Here is a short summary with information on how to claim for overpayment relief pension contributions UK.
You can get a tax break on private pension contributions worth up to 100 percent of your annual income.
You get tax relief automatically if:
- an employer takes away your workplace pension contributions before income tax is deducted
- the income tax rate is 20 percent – your pension provider will claim it as tax relief and add it to your pension fund (“relief at source”)
If you’re Scottish income tax rate is 19 percent, your pension provider will claim tax relief at a rate of 20 percent. You do not have to pay the difference. UK tax relief is also available on contributions made to certain types of pension plans abroad. It’s up to you to make sure you don’t get a tax break on pension contributions that are worth more than 100 percent of your annual income. HM Revenue & Customs (HMRC) may ask you to pay any amount that exceeds this limit.
To get relief at the source
Before you pay into a plan, you must agree to certain conditions about your contributions (“make statements”). Your pension provider will tell you what they are.
You must also:
- full name and address
- National insurance number
- employment status – or tell them if you are retired, full-time student, caregiver, or under 16
Your employer can do this for you if you are automatically enrolled in their pension plan. Your pension provider will inform you if this is the case and ask you to confirm that your details are correct. You must do this within 30 days.
When you have to claim a tax relief
You may be able to claim tax relief on pension contributions:
- you pay income tax at a rate higher than 20 percent and your pension provider claims the first 20 percent for you (relief at source)
- your pension plan is not set up for automatic tax relief
- someone else pays his pension
Relating to Claim For Overpayment Relief Pension Contributions UK:
You earn £ 60,000 in tax year 2019 to 2020 and pay 40 percent tax on £ 10,000. You put £ 15,000 into a private pension. And You automatically get tax relief at source for the total of £ 15,000.
And You can claim an additional 20 percent tax relief on £ 10,000 (the same amount you paid a higher rate on) through your self-assessment tax return. You don’t get additional relief with the other £ 5,000 you put into your pension.
If you don’t pay income tax
You still automatically get 20 percent tax relief on the first £ 2,880 you pay into a pension each tax year (April 6 – April 5) if both of the following apply:
- you don’t pay income tax, for example, because you have a low income
- your pension provider claims a tax relief at a rate of 20 percent (relief at source)
What should I do to get the money?
If you are a high rate taxpayer paying a personal pension, you will need to claim the additional 20 percent or 30 percent through HM Revenue & Customs.
This is done through a self-assessment form or tax return form, in which you must register.

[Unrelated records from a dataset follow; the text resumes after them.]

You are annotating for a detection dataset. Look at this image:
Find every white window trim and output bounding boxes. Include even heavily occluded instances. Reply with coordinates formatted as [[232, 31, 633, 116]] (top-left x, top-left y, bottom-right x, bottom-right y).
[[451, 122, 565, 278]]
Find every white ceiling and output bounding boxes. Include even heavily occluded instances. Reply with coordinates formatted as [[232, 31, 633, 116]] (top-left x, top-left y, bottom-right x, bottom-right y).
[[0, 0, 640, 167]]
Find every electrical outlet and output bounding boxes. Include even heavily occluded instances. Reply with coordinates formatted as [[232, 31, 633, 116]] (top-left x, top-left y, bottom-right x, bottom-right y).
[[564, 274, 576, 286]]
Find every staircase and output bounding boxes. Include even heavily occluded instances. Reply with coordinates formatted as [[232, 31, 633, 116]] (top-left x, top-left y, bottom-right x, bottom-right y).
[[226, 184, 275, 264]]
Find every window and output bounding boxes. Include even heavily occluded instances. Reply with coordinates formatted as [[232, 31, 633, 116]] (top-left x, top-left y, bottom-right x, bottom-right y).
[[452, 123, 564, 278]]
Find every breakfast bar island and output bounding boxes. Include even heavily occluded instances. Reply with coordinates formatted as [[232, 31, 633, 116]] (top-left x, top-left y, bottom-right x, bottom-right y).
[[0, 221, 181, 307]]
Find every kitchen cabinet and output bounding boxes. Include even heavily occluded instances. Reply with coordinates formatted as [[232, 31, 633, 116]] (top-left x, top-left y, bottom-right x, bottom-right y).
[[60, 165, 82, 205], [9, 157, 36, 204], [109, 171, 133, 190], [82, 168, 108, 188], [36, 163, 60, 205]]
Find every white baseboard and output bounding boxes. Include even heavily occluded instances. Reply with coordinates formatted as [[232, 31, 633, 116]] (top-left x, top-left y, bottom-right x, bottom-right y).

If you are already registered for the self-assessment, HMRC will send you a tax return to complete each year. HMRC will provide you with a “unique taxpayer reference“, and then you will receive a letter in April of each year urging you to complete your return. You can complete the declaration online or through a paper application.
If you complete a tax return to claim a refund of your relief, you will receive the difference as a refund at the end of the tax year, a reduction in your tax liability, or HMRC will change your tax code. You will need to provide HMRC with the following details if you call or write:
- Your name
- Your Address
- National insurance number
- Tax office address
- Your gross annual pension contribution (including your current aid)
- You must sign and date the letter
Is there a limit to the amount of tax relief I can claim?
Getting your pension contributions is a great tax relief. As already mentioned, it is essentially free money from the government.
Government funds are not unlimited as we all know, so there is a limit to the amount of tax relief you can claim. You can currently claim tax relief on pension contributions of up to £ 50,000 a year and £ 1.8 million over your lifetime, although the lifetime allowance will be reduced to £ 1.5 million from April.
Before you go, I hope this above article claim for overpayment relief pension contributions UK will be helpful and informational for you.